The impact of protease inhibitors on maternal serum screening analyte levels in pregnant women who are HIV positive.

OBJECTIVE: The purpose of this study was to compare alpha-fetoprotein, human chorionic gonadotropin, and unconjugated estriol levels in women who take protease inhibitors and those women who do not. STUDY DESIGN: This retrospective review from August 2000 to May 2003 was performed for maternal serum screen results, medication use, pregnancy, and perinatal outcomes. RESULTS: Thirty-nine women met study criteria. Sixteen women were treated with protease inhibitors, and 23 women were not treated with protease inhibitors. There was no difference in initial viral load or initial CD4 count between the groups.

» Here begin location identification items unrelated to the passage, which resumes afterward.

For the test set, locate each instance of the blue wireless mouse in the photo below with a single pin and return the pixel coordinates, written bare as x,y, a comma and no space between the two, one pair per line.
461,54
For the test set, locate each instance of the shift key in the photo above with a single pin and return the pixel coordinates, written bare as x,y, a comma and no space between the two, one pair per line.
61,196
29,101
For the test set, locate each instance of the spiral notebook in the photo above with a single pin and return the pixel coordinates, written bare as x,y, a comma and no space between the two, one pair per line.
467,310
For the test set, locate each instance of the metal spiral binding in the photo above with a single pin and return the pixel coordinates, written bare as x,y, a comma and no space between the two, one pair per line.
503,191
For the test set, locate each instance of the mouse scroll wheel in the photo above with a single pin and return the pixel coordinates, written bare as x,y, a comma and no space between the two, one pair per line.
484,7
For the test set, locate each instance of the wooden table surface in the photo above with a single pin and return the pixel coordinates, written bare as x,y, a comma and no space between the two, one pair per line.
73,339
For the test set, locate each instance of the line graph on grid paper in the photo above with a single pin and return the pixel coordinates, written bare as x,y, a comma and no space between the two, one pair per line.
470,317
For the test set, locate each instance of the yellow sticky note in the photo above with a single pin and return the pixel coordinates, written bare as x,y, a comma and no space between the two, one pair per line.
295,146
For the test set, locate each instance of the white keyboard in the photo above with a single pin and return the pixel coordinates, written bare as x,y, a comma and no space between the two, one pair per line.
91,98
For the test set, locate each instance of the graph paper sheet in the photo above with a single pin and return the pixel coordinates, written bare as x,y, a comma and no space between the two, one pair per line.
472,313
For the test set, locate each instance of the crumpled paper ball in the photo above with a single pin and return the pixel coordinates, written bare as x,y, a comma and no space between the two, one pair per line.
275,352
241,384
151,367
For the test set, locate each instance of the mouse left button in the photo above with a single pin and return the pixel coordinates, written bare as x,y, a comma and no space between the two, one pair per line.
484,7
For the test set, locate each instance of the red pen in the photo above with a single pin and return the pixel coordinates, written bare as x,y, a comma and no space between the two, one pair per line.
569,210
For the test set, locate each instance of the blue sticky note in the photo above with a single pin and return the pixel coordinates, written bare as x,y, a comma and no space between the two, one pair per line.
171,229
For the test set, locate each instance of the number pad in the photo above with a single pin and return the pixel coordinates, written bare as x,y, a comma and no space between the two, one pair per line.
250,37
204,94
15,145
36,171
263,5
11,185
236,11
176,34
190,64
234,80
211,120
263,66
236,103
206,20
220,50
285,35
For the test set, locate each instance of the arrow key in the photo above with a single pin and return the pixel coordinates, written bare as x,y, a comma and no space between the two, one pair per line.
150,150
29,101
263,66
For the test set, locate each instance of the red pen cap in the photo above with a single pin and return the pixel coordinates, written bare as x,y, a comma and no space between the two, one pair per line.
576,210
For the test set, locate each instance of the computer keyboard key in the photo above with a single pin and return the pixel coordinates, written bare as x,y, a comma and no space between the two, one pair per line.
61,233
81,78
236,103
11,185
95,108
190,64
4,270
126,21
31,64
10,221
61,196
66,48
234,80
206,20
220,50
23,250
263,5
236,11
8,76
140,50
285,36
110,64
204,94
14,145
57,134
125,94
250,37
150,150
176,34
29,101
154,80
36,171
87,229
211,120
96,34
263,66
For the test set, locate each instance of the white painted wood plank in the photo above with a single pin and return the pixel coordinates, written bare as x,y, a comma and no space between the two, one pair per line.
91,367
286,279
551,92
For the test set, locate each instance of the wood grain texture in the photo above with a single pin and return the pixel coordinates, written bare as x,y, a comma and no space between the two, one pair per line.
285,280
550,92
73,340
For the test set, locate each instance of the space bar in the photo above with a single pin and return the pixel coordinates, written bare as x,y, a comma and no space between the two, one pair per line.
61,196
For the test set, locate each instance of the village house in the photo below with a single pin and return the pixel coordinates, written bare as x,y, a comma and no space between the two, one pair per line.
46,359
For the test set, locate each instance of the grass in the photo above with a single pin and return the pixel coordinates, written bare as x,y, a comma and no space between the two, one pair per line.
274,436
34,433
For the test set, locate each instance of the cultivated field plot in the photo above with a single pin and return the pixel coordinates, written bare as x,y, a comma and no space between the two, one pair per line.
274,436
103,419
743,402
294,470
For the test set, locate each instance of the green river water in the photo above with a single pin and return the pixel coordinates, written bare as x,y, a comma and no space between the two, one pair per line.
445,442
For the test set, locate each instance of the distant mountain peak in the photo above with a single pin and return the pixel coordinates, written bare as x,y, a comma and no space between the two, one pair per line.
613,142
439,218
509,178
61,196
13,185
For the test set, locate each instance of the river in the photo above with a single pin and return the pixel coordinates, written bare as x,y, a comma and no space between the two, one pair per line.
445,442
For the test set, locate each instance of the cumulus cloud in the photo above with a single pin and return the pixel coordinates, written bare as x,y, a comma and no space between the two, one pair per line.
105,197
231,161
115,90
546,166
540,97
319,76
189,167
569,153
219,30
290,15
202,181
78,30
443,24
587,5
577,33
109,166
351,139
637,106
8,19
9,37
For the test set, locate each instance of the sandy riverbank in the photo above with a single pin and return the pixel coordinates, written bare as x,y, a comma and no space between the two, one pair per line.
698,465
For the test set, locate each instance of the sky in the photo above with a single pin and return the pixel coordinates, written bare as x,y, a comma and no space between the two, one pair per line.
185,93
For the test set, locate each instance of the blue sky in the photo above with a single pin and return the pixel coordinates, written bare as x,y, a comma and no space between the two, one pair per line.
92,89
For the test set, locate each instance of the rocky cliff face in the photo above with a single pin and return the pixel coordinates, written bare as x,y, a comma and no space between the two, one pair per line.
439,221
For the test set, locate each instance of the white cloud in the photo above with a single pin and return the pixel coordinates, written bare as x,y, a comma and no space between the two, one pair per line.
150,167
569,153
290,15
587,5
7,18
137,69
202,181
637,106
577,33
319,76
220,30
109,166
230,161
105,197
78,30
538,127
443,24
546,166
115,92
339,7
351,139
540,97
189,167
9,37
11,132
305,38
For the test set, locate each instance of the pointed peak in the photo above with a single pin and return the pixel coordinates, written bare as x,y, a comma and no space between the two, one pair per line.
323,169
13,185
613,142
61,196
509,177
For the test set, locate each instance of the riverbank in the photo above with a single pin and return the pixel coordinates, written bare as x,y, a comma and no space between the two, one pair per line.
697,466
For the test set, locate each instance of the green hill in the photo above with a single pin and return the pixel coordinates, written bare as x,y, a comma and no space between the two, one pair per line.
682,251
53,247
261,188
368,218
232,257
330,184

No difference was found for human chorionic gonadotropin and estriol levels; significantly lower alpha-fetoprotein multiples of the median were found for the women who were treated with protease inhibitors compared with the women who were not (0.97 +/- 0.32 [SD] MoM vs 1.2 +/- 0.4 MoM, respectively; P = .04). Six of 39 women (15%) had positive maternal serum screens. All the babies were normal at birth, and there were no cases of perinatal transmission of human immunodeficiency virus. CONCLUSION: Protease inhibitors are associated with lower alpha-fetoprotein levels in women who are infected with human immunodeficiency virus.